Let’s get into the camera’s specifics now―what works, what doesn’t…and what some simply might not be able to live with.


  • 16.3 megapixel resolution
  • First-of-its-kind Fuji-designed X-Trans CMOS APS-C sensor with unique pixel arrangement
  • No low-pass filter provides extremely high resolution
  • Dedicated interchangeable lens system featuring fast, high-quality primes
  • Hybrid electronic/optical viewfinder
  • 3.0″ high resolution rear LCD
  • In-camera RAW processing
  • Fuji film color modes 



This is the X-Pro1’s tour de force. A new CMOS design with a unique arrangement of pixels is what makes Fuji’s X-Trans sensor so special. It differs from the conventional Bayer-type configuration, where the red, green and blue photo receptors are arranged in a repeating 2×2 pixel grid, which contains one red, two green and one blue pixels. In the Bayer design, given that some rows and columns contain no red or blue pixels, interpolating the inherent gaps causes moiré patterns in scenes containing fine detail.

On the left below you see the traditional Bayer sensor pixel configuration, and on the right the new X-Trans sensor pixel configuration.

A traditional Bayer sensor design utilizing low pass filters to blur fine detail and reduce instances of moiré. What separates the X-Trans sensor from the traditional Bayer design is that the placement of red, green and blue photo receptors is ‘randomized’ across a larger 6×6 pixel grid. In doing so, all rows and columns contain all three photo colors, providing a more organic arrangement of pixels with improved color fidelity ― Fuji says much closer to the organic structure of film grain ― and a significant reduction in moiré artifacts.

Fuji’s X-Trans sensor benefits from both eliminating the low-pass filter, and from a new pixel arrangement that mimics the organic grains of film. The two promise improved sharpness and resolution, with a significantly reduced instance of moiré patterns.

The X-Trans sensor’s new design also eliminates the need for a low-pass anti-aliasing filter, typically used to reduce moiré by minutely blurring detail to the sensor before the final image is recorded. The side effect of such filters is that they reduce ultimate resolution, sharpness and micro-contrast.


Any camera is only as good as the quality of the lenses you place on it. This was true in the days of analogue shooting, and it’s even more important in the current digital age. It’s an axiom that has kept Leica relevant long beyond the M-Series’ useful shelf life, frankly. As the acuity of sensors improve every couple of years, lens design & quality has become ever more critical.

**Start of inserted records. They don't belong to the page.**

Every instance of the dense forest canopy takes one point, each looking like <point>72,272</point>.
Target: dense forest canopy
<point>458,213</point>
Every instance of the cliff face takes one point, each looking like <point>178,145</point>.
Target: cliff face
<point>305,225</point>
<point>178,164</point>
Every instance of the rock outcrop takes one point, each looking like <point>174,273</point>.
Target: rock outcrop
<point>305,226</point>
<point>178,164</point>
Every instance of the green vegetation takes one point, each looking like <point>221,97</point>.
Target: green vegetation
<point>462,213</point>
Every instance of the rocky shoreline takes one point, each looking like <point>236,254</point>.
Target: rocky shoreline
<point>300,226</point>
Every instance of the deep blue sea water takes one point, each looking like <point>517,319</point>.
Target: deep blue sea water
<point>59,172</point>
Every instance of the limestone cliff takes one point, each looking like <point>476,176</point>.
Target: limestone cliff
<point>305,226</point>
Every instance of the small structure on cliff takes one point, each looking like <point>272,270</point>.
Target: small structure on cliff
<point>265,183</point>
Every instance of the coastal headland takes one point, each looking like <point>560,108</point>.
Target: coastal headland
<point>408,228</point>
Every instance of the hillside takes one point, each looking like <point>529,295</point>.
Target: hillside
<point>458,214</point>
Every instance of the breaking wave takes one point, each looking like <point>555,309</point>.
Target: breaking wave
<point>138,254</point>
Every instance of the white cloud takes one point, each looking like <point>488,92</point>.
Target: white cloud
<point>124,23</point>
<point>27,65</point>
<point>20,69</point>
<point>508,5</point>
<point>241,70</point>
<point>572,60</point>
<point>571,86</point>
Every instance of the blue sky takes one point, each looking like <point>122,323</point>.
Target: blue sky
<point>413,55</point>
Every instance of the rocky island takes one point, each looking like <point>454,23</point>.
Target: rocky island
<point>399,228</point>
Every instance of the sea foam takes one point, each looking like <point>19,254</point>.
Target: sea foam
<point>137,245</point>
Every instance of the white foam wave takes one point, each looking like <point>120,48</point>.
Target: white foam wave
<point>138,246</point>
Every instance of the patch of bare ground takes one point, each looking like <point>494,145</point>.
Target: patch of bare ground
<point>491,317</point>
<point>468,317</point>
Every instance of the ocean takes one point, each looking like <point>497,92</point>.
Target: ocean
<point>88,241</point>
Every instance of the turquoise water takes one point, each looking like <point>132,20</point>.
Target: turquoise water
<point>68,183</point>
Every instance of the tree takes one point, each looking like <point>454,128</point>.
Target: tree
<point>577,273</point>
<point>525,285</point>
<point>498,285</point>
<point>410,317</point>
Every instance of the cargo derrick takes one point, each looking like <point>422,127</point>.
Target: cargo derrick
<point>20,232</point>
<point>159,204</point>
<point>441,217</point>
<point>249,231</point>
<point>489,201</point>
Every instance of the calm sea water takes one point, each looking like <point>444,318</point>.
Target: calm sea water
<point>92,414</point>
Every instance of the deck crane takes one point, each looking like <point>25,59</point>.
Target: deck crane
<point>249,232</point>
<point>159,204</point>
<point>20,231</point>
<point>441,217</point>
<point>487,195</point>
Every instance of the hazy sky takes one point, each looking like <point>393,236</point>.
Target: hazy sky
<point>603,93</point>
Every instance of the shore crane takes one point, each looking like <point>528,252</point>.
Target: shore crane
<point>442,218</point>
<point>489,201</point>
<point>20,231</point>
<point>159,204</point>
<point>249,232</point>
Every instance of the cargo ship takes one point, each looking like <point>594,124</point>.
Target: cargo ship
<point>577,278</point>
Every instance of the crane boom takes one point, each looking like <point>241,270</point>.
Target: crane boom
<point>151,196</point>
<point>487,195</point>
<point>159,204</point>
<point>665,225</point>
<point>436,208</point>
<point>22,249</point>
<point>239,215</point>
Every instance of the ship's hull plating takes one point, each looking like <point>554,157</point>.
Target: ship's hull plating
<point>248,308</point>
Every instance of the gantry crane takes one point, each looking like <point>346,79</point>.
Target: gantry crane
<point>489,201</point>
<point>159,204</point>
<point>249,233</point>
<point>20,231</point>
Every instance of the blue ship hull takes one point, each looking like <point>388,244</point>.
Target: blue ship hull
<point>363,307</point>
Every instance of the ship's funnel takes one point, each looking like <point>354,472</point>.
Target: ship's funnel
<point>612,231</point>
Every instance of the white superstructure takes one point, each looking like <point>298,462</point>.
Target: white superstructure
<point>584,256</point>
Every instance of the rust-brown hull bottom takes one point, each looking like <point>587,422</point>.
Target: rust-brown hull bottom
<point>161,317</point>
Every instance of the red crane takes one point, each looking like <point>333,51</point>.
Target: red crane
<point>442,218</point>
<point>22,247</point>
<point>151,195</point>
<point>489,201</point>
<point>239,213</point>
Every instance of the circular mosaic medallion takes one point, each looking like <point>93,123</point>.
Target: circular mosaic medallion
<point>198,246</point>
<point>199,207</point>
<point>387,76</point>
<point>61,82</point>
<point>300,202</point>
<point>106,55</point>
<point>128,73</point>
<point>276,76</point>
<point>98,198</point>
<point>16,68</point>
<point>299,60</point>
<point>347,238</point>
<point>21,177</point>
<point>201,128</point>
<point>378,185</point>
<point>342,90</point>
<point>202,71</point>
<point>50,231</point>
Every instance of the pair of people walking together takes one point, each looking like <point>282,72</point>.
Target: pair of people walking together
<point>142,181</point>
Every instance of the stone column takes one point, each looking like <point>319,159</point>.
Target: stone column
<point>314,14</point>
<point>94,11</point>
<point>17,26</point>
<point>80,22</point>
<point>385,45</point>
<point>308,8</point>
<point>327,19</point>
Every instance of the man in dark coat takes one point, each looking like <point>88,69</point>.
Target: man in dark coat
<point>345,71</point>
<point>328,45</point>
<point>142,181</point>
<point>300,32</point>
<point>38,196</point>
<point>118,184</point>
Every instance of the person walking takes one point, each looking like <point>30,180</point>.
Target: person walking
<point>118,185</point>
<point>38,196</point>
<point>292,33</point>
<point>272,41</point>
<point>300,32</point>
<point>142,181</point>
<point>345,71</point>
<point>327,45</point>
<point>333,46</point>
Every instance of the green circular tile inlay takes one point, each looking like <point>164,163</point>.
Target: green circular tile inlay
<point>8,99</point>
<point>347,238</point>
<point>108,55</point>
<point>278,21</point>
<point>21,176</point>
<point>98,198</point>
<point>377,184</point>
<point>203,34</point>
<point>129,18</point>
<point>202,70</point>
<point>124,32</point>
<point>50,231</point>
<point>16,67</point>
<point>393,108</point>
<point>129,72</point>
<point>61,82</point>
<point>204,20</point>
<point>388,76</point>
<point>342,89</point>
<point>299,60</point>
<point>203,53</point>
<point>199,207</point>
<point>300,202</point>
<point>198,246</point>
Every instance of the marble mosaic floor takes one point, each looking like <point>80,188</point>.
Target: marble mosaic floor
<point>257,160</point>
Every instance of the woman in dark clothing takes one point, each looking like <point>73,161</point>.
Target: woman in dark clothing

Fuji has developed a brand new XF mount and launched three new interchangeable lenses with the X-Pro1, an 18mm f/2, a 35mm f/1.4, and a 60mm f/2.4 (with more to follow in the months ahead). The company’s marketing literature touts the extremely short mounting flange to sensor distance, 17.7 millimeters specifically, as another reason for improved image quality. It might sound like hyperbole, but really it isn’t. A short flange focal distance means less image degradation at the corners of the frame, specifically better edge resolution, reduced vignetting and less chromatic aberrations.

Moreover, since the exit pupil of XF lenses are nearly the same size as the APS-C sensor, the red, green and blue wavelengths of light are supposed to reach the surface of the sensor at the same parallel distance, further improving resolution and sharpness.

The Fuji X-Pro1 marks the first of the company’s mirrorless cameras to employ the newly developed XF lenses. Before some of you exclaim out loud, “But hey, what does Fujifilm know about making lenses, anyway?” I’m going to stop you in mid-synapse. Fuji’s Fujinon division actually have a laudable reputation for making extremely high quality lenses for commercial broadcast and cinematography applications. Moreover, not only did Fuji help design and build Hasselblad’s X-Pan camera, but also the Hasselblad H-Series cameras and lenses.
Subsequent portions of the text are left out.